Of course, tank vents are not the only onboard components that can be goofily jury-rigged. Electrical systems, especially on older vessels, often provide surprises. Again, on my own boat, during the recent PEX-Sharkbite rehab of the freshwater system, I had occasion to hire boatyard electrician Erik Thompson to figure out an obfuscating 12-volt terminal strip that was melted on one end and crowded with wires emanating from what looked like a thick, black 110-volt cable on the other.
“Well,” said Erik when he first laid eyes on the rather mysterious chunk of electrical componentry, “you’ve obviously got a 110-volt circuit here.”
“Yeah,” I replied. “But what about the 12-volt wires going into the strip from the bilge pump in the shower sump?”
The question got Erik’s attention—he looked a little closer. “Well, well,” he said. Then, armed with a multimeter and a stout heart, he went on to discover that the cable was actually an old, 110-volt power-tool extension cord that a previous owner had pressed into service for 12-volt usage. As we extracted the darn thing from behind a bulkhead—it was approximately 7 feet long—Eric allowed as how, being a marine electrician for many years, he’d seen plenty of electrical squirreliness, although nothing quite so quirky as an overt mixture of 12-volt and 110-volt wiring.

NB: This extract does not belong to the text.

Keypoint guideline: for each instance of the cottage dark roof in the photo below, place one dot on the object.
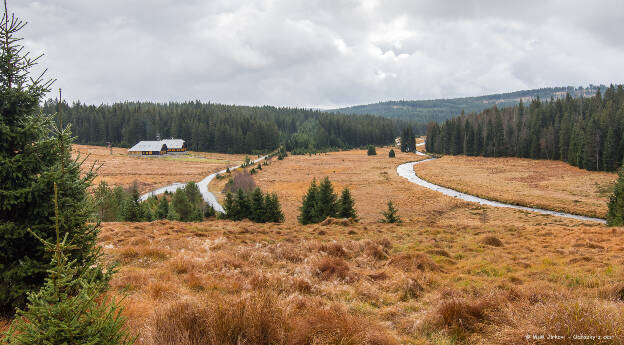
(147, 146)
(173, 143)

Even new boats, you’ll occasionally find, are not exempt from crazy engineering. Just the other day in a local marine store, I was talking with a fellow boater who had a serious issue that was directly related to the way the manufacturer had built his vessel in the first place.
“I’ve got to cut big holes in my shower stall today—not looking forward to it,” the guy said rather ruefully. “It’s the only way I can find out what’s wrong with two of my vented loops.”
It turned out this guy’s boat had loops in several of its drain hoses. Vented loops, in case you’ve forgotten, prevent backflooding through overboard discharge lines. They tend to require periodic maintenance.
At any rate, a couple of the loops on board the guy’s boat had been installed prior to the installation of a large fiberglass shower liner. The result? The liner wall was completely blocking access to the loops. The only way to do maintenance on them was to cut sizable holes in the liner and perhaps install a set of waterproof hatches to cover the holes at job’s end.
“There’s a certain irrationality built into people I guess,” the guy said, “and it comes out eventually. Like, with these vented loops, I mean—was anyone really paying attention when they installed them the way they did?”
I said I had no idea. And quite frankly I don’t. It’s quite popular these days to say that necessity is the mother of invention. But hey, apparently, sometimes necessity can also be the mother of insanity.